By Daulton Dickey | September 8, 2006

The post World War II landscape saw several new peculiarities dotting the horizon. With the baby boom in full bloom, corporate America grew by leaps and bounds and created the modern businessman. These men, intent on furthering their company’s annual quotient, skewed ethics on a scale never before seen in business. Sacrificing family for business, this new fangled businessman, commonly referred to as ‘the man in the gray flannel suit,’ took American business to new heights, while abandoning a generation of children—kids who would revolt a decade later during the decadent ‘60’s.

Caught between family and work, past and present is Tom Rath (Gregory Peck), in “The Man in the Gray Flannel Suit.” In Nunnally Johnson’s contemplative 1956 drama, Rath is a man who seems burnt out by work. An ad executive in Manhattan, he lives in a nearby suburb and commutes back and forth to work everyday. With his vocation taking up the bulk of his time, Rath has little time for his wife and kids, a precocious bunch with whom he grows more distant by the day.

From here we’re introduced to a bevy of lengthy flashbacks involving Rath’s experiences during the Second World War, focusing on an affair he had with an Italian woman while he was waiting to go to the front. Both past and present collide when Rath, always perceived as the ideal father and consummate businessman, discovers that he fathered a child during the war.

While the film’s plodding and often meandering, the script does manage to keep focused on Rath’s character—ultimately the point of the film. Rath is a quiet, complex character struggling to maintain the familial status quo while working to overcome his own moral ambiguity. Although he is a sympathetic character, the script’s unevenness ultimately serves to work against him. The flashbacks are at times interminable and would have worked better within the framework of “The Man in the Gray Flannel Suit” had they been truncated. Given the nature of this story, they are necessary, but they’re often written so obtusely that they struggle to sustain themselves.

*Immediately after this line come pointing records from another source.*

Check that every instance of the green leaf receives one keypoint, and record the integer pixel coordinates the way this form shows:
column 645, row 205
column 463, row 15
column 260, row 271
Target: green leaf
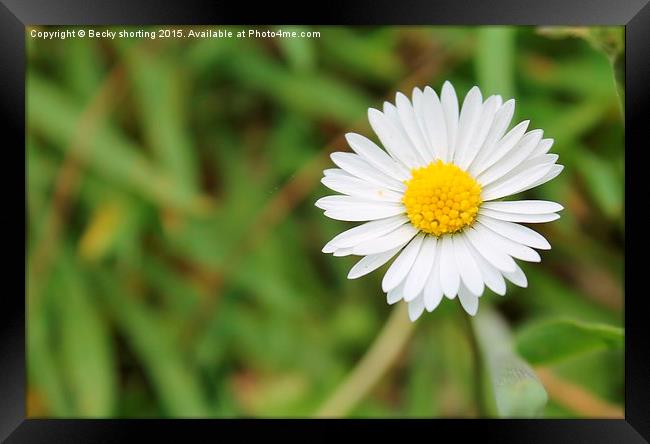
column 495, row 54
column 107, row 151
column 86, row 346
column 554, row 340
column 174, row 381
column 159, row 90
column 516, row 390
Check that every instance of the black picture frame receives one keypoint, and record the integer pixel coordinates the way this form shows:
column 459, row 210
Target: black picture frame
column 15, row 15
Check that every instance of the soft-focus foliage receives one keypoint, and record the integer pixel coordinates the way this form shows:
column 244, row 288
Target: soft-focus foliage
column 173, row 249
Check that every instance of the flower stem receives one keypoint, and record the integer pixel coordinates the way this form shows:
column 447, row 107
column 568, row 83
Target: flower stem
column 374, row 364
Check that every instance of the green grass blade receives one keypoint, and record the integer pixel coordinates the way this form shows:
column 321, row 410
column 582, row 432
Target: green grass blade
column 554, row 340
column 515, row 389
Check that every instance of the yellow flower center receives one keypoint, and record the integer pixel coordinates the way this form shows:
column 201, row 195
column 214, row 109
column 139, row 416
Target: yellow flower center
column 441, row 198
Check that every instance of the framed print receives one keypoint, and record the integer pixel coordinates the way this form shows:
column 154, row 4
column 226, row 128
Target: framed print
column 372, row 216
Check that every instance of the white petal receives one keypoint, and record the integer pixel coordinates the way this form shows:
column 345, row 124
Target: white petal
column 449, row 103
column 376, row 157
column 528, row 164
column 518, row 277
column 508, row 246
column 355, row 165
column 402, row 265
column 418, row 108
column 542, row 147
column 411, row 126
column 469, row 271
column 488, row 112
column 395, row 295
column 491, row 276
column 396, row 238
column 353, row 186
column 517, row 233
column 392, row 139
column 468, row 300
column 364, row 212
column 343, row 202
column 421, row 269
column 435, row 123
column 524, row 206
column 467, row 123
column 449, row 277
column 416, row 307
column 364, row 232
column 340, row 252
column 515, row 184
column 490, row 253
column 517, row 217
column 336, row 172
column 511, row 159
column 432, row 289
column 503, row 147
column 501, row 122
column 370, row 263
column 552, row 174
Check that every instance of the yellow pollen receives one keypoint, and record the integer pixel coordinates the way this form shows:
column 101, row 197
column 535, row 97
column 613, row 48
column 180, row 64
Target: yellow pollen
column 441, row 198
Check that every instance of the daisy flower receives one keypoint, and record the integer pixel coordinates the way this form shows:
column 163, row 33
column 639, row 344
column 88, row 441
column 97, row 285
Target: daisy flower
column 432, row 198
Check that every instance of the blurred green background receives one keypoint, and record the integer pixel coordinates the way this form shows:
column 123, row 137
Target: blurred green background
column 173, row 248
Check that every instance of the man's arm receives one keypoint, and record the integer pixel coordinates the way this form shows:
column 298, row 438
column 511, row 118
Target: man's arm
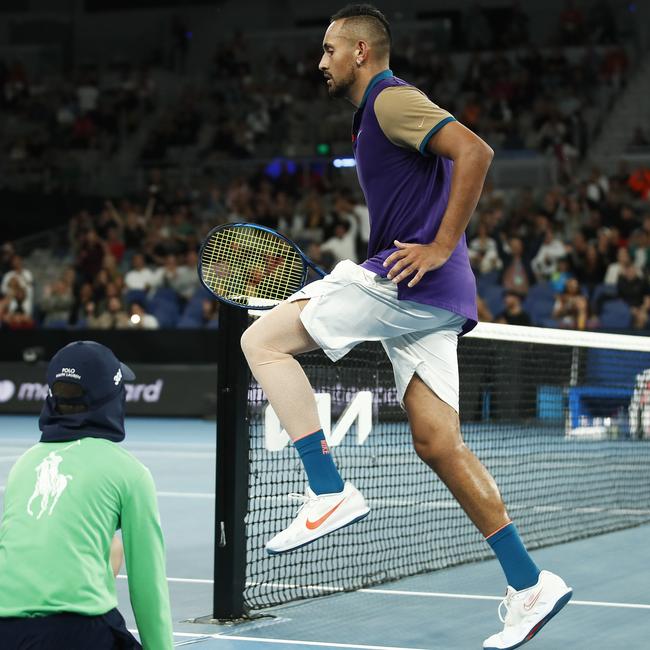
column 145, row 562
column 472, row 158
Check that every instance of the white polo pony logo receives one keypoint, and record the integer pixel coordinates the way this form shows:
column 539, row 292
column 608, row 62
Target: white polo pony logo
column 50, row 485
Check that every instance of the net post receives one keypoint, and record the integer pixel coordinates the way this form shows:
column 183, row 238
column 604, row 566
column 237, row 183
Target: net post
column 231, row 499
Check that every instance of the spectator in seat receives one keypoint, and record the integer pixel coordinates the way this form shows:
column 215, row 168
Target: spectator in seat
column 181, row 279
column 57, row 302
column 113, row 318
column 571, row 306
column 615, row 269
column 544, row 263
column 90, row 256
column 19, row 271
column 140, row 277
column 592, row 271
column 633, row 289
column 140, row 319
column 17, row 310
column 514, row 313
column 209, row 312
column 343, row 244
column 517, row 274
column 483, row 253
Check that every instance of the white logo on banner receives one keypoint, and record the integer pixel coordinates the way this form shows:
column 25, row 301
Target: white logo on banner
column 49, row 483
column 7, row 390
column 359, row 409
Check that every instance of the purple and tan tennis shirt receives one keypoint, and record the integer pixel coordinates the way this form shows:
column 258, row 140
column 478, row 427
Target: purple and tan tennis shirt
column 407, row 190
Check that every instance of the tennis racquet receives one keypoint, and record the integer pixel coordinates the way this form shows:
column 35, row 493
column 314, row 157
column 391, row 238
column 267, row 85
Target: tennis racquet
column 251, row 266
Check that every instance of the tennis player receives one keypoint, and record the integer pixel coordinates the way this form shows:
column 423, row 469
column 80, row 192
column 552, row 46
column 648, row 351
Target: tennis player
column 64, row 500
column 422, row 173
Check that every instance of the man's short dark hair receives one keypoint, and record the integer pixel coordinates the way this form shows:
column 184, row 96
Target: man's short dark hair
column 370, row 18
column 68, row 391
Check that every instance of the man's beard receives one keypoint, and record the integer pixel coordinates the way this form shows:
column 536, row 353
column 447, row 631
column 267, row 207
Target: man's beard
column 341, row 88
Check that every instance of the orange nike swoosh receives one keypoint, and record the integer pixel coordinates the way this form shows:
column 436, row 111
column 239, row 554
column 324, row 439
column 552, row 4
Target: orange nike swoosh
column 312, row 525
column 528, row 605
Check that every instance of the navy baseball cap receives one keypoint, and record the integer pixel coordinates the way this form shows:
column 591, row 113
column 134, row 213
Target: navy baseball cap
column 93, row 367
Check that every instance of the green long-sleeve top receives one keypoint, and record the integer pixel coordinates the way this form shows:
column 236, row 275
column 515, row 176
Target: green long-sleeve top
column 63, row 504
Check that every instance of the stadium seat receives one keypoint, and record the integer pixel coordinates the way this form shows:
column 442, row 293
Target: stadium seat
column 167, row 295
column 56, row 325
column 615, row 315
column 136, row 295
column 539, row 303
column 189, row 321
column 601, row 294
column 166, row 313
column 493, row 296
column 490, row 279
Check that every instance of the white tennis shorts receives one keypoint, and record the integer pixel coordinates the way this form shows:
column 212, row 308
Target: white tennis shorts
column 352, row 305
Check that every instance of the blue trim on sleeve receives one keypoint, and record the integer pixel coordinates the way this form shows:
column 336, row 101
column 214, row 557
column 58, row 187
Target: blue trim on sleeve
column 385, row 74
column 435, row 129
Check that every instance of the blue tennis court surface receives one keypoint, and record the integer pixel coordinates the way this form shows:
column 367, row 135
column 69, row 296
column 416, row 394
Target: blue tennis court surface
column 452, row 609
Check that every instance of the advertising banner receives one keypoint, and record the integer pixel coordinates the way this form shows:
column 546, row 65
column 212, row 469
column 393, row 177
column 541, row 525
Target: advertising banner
column 159, row 390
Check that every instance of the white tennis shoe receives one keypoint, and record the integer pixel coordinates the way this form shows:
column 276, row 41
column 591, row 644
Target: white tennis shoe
column 528, row 611
column 319, row 515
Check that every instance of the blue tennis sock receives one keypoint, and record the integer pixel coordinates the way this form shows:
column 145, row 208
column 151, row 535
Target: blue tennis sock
column 322, row 474
column 521, row 572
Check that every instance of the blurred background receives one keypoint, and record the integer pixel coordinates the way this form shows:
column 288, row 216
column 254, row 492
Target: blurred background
column 129, row 129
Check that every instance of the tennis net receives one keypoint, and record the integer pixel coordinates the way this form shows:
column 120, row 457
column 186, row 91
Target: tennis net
column 561, row 419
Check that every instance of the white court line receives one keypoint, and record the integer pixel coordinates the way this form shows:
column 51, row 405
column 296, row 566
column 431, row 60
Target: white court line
column 317, row 644
column 415, row 594
column 198, row 581
column 433, row 594
column 187, row 495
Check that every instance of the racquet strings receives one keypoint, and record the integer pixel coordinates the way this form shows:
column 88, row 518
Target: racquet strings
column 240, row 263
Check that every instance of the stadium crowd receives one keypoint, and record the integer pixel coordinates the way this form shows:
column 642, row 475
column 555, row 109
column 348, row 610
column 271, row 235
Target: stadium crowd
column 577, row 255
column 518, row 89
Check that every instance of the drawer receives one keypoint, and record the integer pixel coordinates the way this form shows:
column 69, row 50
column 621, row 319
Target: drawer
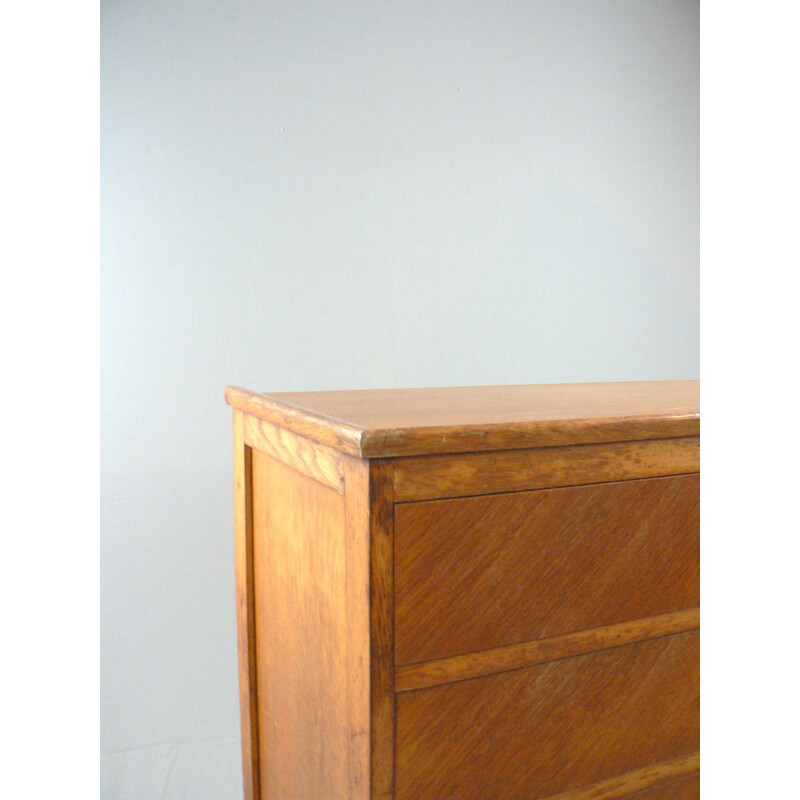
column 621, row 716
column 477, row 573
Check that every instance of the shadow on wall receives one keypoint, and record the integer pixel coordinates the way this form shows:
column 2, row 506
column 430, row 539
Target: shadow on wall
column 169, row 712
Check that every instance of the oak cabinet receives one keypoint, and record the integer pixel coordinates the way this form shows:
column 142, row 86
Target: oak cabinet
column 480, row 594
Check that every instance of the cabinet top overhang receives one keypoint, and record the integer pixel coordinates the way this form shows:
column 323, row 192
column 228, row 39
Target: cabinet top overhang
column 384, row 423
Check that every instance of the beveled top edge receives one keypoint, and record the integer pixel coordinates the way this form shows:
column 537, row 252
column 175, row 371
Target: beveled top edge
column 381, row 423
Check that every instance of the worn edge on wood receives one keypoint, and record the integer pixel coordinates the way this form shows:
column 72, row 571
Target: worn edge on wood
column 357, row 600
column 398, row 442
column 411, row 677
column 381, row 589
column 325, row 430
column 463, row 475
column 315, row 460
column 417, row 441
column 245, row 608
column 637, row 780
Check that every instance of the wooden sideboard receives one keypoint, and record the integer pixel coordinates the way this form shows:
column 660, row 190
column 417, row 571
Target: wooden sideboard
column 469, row 594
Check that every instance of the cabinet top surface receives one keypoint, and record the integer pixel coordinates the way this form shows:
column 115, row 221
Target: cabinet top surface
column 402, row 422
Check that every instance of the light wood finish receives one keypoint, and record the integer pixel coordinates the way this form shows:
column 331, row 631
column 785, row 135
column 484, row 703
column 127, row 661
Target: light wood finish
column 402, row 422
column 687, row 788
column 245, row 607
column 322, row 463
column 432, row 477
column 528, row 654
column 672, row 779
column 476, row 573
column 551, row 728
column 469, row 593
column 301, row 629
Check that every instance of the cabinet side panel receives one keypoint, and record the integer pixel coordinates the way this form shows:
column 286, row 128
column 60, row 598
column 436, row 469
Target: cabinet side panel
column 299, row 558
column 245, row 607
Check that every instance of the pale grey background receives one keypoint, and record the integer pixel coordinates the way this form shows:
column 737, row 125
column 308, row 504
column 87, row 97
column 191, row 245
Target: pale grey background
column 353, row 195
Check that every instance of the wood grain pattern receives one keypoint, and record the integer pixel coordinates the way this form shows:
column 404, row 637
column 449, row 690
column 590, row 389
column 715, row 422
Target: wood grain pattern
column 245, row 609
column 656, row 781
column 381, row 523
column 370, row 580
column 515, row 656
column 476, row 573
column 432, row 477
column 404, row 422
column 687, row 788
column 552, row 728
column 299, row 555
column 359, row 648
column 322, row 463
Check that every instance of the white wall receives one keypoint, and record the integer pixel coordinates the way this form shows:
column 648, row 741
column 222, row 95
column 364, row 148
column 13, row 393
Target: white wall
column 353, row 195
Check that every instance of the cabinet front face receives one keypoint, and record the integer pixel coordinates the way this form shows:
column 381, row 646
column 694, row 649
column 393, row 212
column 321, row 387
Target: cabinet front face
column 554, row 727
column 477, row 573
column 514, row 622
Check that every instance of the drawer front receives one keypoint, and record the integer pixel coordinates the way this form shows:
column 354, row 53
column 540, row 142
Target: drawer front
column 477, row 573
column 619, row 716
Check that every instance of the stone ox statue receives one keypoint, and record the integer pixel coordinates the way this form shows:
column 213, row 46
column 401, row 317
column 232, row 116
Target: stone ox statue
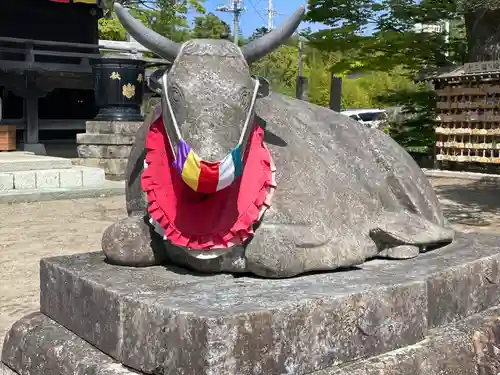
column 227, row 177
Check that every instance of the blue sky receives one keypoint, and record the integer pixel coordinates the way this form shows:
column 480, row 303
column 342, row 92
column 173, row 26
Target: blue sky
column 255, row 15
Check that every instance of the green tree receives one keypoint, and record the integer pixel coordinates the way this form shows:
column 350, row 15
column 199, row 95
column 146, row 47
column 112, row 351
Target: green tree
column 260, row 31
column 167, row 17
column 209, row 26
column 393, row 37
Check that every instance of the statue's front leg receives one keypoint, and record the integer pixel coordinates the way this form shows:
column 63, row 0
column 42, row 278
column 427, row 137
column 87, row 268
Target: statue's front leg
column 283, row 250
column 132, row 242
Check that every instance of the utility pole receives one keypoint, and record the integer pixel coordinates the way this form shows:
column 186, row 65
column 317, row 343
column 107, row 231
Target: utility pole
column 302, row 85
column 235, row 7
column 270, row 14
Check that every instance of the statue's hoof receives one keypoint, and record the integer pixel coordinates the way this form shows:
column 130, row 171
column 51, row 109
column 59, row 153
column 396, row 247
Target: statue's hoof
column 128, row 243
column 400, row 252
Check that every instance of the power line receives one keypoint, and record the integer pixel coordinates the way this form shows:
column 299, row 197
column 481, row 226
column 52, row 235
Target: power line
column 235, row 7
column 270, row 15
column 257, row 11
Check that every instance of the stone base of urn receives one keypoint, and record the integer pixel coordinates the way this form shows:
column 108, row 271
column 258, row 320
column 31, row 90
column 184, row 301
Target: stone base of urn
column 438, row 313
column 107, row 145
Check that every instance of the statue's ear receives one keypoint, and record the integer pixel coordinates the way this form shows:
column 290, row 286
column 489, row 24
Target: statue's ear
column 263, row 87
column 154, row 81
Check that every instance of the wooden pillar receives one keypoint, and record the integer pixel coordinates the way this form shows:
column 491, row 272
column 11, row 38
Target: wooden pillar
column 301, row 88
column 31, row 116
column 335, row 93
column 31, row 93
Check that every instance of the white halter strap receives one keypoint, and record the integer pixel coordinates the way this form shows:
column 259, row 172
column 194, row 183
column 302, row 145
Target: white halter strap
column 174, row 121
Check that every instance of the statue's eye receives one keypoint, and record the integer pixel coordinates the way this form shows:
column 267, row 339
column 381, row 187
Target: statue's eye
column 245, row 98
column 175, row 93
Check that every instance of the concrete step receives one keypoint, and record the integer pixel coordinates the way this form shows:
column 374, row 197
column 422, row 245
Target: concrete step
column 112, row 167
column 104, row 139
column 18, row 161
column 113, row 127
column 73, row 177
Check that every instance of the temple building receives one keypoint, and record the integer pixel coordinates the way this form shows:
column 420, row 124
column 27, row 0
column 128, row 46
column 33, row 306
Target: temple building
column 45, row 74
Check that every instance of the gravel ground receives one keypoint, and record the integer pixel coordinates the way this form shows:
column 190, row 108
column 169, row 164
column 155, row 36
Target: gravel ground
column 31, row 231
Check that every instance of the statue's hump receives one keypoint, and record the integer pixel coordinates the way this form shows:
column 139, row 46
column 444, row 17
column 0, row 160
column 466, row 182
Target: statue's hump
column 210, row 47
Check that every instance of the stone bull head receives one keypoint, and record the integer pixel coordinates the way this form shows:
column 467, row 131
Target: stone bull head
column 209, row 85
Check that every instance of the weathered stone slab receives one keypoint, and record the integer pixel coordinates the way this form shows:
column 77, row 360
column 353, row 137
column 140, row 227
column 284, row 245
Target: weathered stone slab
column 24, row 161
column 115, row 167
column 104, row 151
column 468, row 347
column 113, row 127
column 37, row 345
column 4, row 370
column 156, row 319
column 104, row 139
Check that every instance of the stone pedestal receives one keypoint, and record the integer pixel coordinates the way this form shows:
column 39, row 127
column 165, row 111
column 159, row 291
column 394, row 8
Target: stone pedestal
column 107, row 145
column 435, row 314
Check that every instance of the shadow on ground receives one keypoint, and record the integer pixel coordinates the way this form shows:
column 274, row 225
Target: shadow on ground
column 472, row 203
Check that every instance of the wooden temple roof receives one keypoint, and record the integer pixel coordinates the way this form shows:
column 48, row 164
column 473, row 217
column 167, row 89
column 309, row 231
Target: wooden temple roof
column 91, row 2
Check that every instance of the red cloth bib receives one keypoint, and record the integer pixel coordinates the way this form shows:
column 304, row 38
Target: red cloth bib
column 206, row 221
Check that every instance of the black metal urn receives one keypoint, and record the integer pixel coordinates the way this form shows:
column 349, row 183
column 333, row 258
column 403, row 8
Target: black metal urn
column 119, row 87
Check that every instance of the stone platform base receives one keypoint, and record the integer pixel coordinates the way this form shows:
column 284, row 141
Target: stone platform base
column 107, row 145
column 417, row 316
column 38, row 345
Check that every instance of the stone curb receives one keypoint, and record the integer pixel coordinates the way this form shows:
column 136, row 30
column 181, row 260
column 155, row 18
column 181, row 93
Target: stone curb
column 469, row 346
column 110, row 188
column 462, row 175
column 378, row 308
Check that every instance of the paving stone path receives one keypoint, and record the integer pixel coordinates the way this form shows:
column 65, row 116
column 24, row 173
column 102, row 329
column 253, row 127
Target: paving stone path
column 31, row 231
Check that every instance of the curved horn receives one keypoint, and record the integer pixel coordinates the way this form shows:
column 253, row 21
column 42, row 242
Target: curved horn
column 258, row 48
column 147, row 37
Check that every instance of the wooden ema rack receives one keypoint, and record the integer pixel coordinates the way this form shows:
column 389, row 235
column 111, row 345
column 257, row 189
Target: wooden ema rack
column 468, row 118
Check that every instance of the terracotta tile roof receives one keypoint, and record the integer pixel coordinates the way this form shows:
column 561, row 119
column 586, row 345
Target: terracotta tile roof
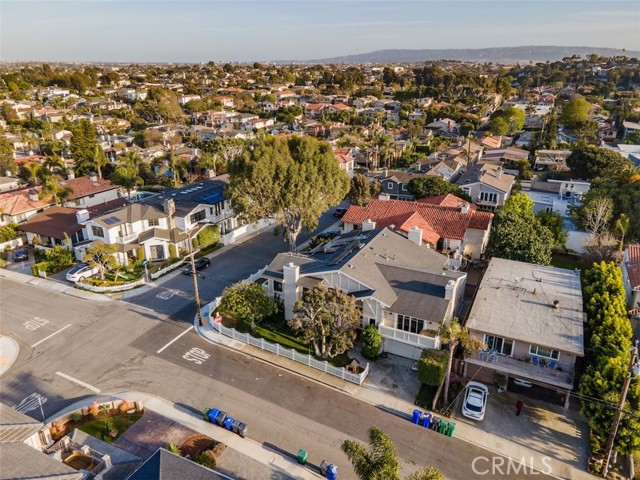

As another reviewer has stated, “The Man in the Gray Flannel Suit” doesn’t work as well as a film as it does to document a specific time and place: the Manhattan business world in the 1950’s. We’re introduced to a world here that simply does not exist anymore. There are no computers to distract people. No cell phones and email. Just human interaction, and the simplicity of living in a time when everything was changing—for better or worse—and those on the front were either too ambitious or ignorant to note the significance of their progression. As a film, we’re treated to an overly long, sometimes interminable movie that can’t maintain its focus. As for the performances, Peck is Peck; a stiff, stifled actor who only superficially inhabits his character. It worth watching, however, for the moments in which it gets it right. When “The Man in the Gray Flannel Suit” hits the right notes, it sings like few movies of its time. The problem, of course, is director Nunnally Johnson and crew failed to hit those notes more often.